Deduping Events at collector /enricher level in stream


I am using snowplow collectors to write to a kinesis Sink and enrichers to kinesis pipeline. I see that for various reasons (n/w issues, latencies , to not lose any data) , the collectors/enrichers are retrying to write the events to the shards there by resulting in exact same duplicate events in the S3 folders and redshift tables. (same event_transation id, collector timestamp and record insert timestamp as well)

We know its from the collector end and not the client end after various checks. We also see the same events counts to be 3 most of the times and thats the # of retries the collectors are configured for by default.
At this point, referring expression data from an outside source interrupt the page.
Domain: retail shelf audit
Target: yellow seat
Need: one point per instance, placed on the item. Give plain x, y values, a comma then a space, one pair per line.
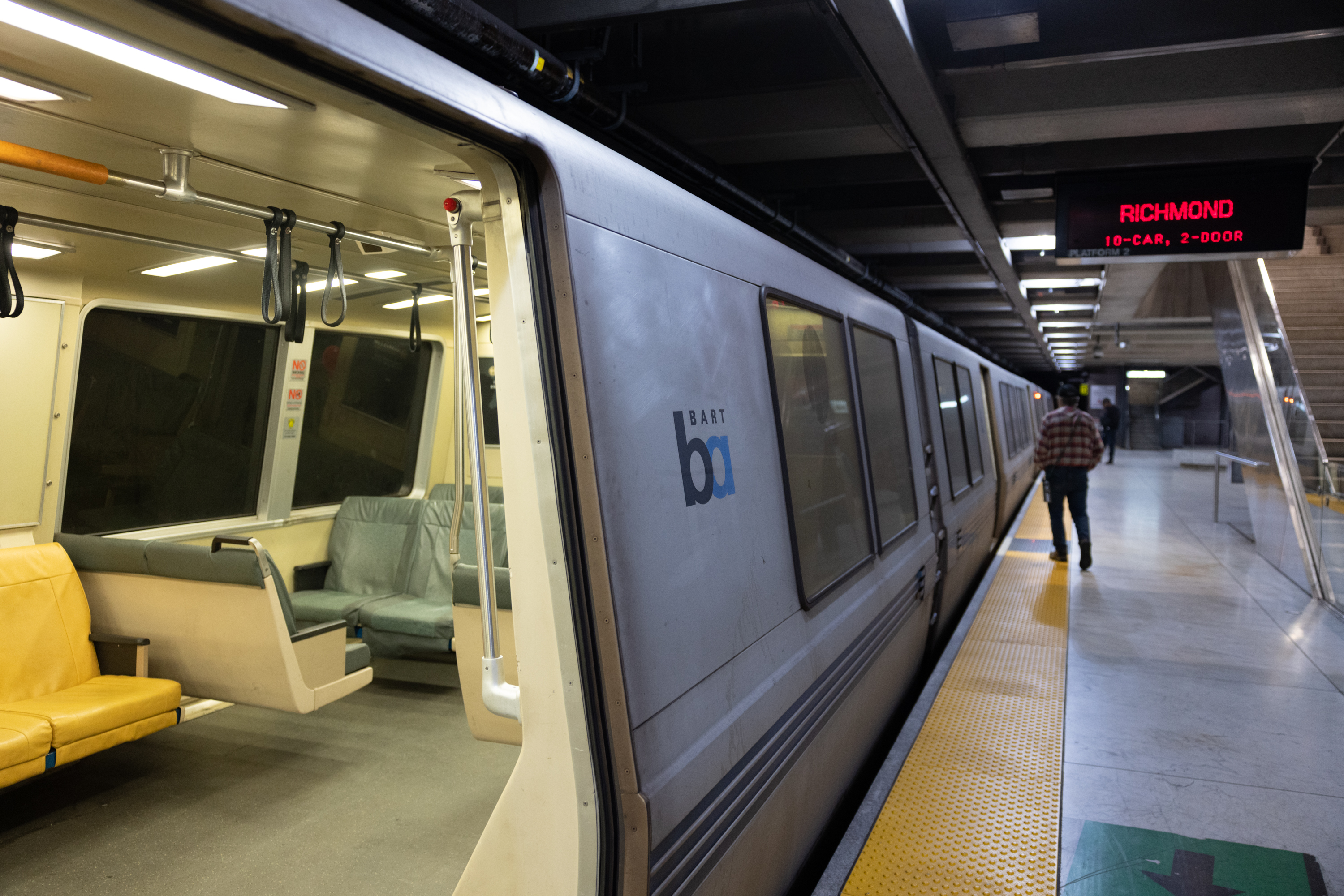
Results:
25, 742
54, 704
Is there a place and way to remove these duplicates in stream or in the enrichers before writing to S3 ? . We don’t want to handle it at the table level as it is going to be expensive at our end. Any suggestions would be really helpful.

Vinuthna G

@Vinuthna_Gaddipati, indeed, some events could be duplicated in the pipeline itself due to at least once processing logic to ensure no event is lost.

Loading data to Redshift means you have shredding in place - that’s where deduplication takes place. While in-batch deduplication should be done for you starting from R86 release, to combat cross-batch natural deduplication you would need to have it enabled yourself as per R88 release. It does come at extra AWS cost due to having DynamoDB added to the pipeline (reason why it is an optional feature).